Last month, a House of Lords committee castigated the bank for its “addiction” to creating money through its £895bn quantitative-easing programme which, it claimed, could push prices up further. MPs on the right of the Conservative party are also starting to worry about inflation and what happens if the bank has to raise interest rates.
Two separate issues are at work here. The first is that prices are going up as the economy thaws out from the deep freeze in which it was placed at the start of the pandemic. There are also shortages of both material and workers, in a country dealing with the twin issues of Brexit and Covid. All this probably means inflation will remain higher than the bank’s 2% target. What there is little sign of yet is significantly rising wages.

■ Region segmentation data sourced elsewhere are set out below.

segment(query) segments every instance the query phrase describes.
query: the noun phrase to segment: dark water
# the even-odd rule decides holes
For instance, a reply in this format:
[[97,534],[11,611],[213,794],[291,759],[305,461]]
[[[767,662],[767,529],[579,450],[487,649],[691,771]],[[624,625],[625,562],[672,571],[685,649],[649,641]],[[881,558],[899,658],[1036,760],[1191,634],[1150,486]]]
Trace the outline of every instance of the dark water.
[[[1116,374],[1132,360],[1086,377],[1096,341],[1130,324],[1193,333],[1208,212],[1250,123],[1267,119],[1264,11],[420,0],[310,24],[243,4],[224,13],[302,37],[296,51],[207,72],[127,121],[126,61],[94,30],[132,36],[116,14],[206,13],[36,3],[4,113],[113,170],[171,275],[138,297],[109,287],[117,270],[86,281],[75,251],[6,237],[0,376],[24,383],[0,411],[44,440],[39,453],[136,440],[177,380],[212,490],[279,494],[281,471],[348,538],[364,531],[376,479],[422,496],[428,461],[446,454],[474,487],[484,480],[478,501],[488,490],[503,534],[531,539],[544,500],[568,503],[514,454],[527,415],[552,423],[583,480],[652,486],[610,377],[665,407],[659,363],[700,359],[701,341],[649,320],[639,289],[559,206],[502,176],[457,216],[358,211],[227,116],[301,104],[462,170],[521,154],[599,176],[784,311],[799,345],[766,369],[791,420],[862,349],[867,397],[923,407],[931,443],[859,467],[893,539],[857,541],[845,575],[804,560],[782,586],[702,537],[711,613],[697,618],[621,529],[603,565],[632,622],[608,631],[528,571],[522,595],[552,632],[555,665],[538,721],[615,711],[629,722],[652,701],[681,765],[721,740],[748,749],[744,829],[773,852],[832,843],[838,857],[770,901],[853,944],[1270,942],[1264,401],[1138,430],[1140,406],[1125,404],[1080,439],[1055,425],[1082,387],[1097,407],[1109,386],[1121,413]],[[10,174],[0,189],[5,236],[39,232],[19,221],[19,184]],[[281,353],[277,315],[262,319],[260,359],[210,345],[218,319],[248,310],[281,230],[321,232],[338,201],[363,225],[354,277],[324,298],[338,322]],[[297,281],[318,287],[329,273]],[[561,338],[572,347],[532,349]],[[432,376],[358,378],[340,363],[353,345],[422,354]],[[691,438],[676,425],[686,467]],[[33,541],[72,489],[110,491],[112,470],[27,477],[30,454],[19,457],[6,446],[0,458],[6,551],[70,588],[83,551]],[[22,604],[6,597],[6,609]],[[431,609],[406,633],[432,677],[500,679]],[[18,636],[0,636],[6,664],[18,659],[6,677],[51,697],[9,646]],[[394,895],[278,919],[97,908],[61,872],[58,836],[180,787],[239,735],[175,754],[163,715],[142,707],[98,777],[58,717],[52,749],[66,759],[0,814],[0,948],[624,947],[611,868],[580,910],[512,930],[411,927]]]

As the furlough scheme winds down, joblessness is bound to rise and the fact that Boris Johnson even dared to offer nurses a 1% pay rise after their year from hell says a lot about the relative powerlessness of the average British employee.
Set aside the sugar rush of spending by consumers largely shut away for 14 months and the frenzy in the housing market, and the economy remains in a very fragile state. The factors driving this go far beyond any pandemic or issue at the Northern Ireland border, as has been made clear by a senior economist at the Bank of England. Gertjan Vlieghe was appointed to the bank’s rate-setting committee by then-chancellor George Osborne and has proved a thoughtful commentator on the UK economy. On the verge of stepping down, his valedictory speech made last week is remarkable for going beyond the usual banker’s fare.
The great weakness of the UK, he says, lies in the policies it has followed for decades. “The low tax, low regulation regime combined with globalisation ended up widening income disparities in a way that not only hurt those at the bottom of the income distribution, but ended up having adverse macroeconomic effects.” Those effects include very high levels of debt held predominantly by households and low levels of workplace productivity, which is the result of businesses not investing. Add all those together, Mr Vlieghe suggests, and the UK is stuck in a deep rut of low growth and low rates. In other words, the exact hue of Conservative most worried about low rates has been a cheerleader for the very policies that mean we are stuck with low rates. To fix this situation, the central banker proposes stronger trade unions, much tougher rules on competition and higher taxes. Such policies are not in the bank’s gift but the government’s. Will Boris Johnson implement them? If he did, he might legitimately call them “levelling up”.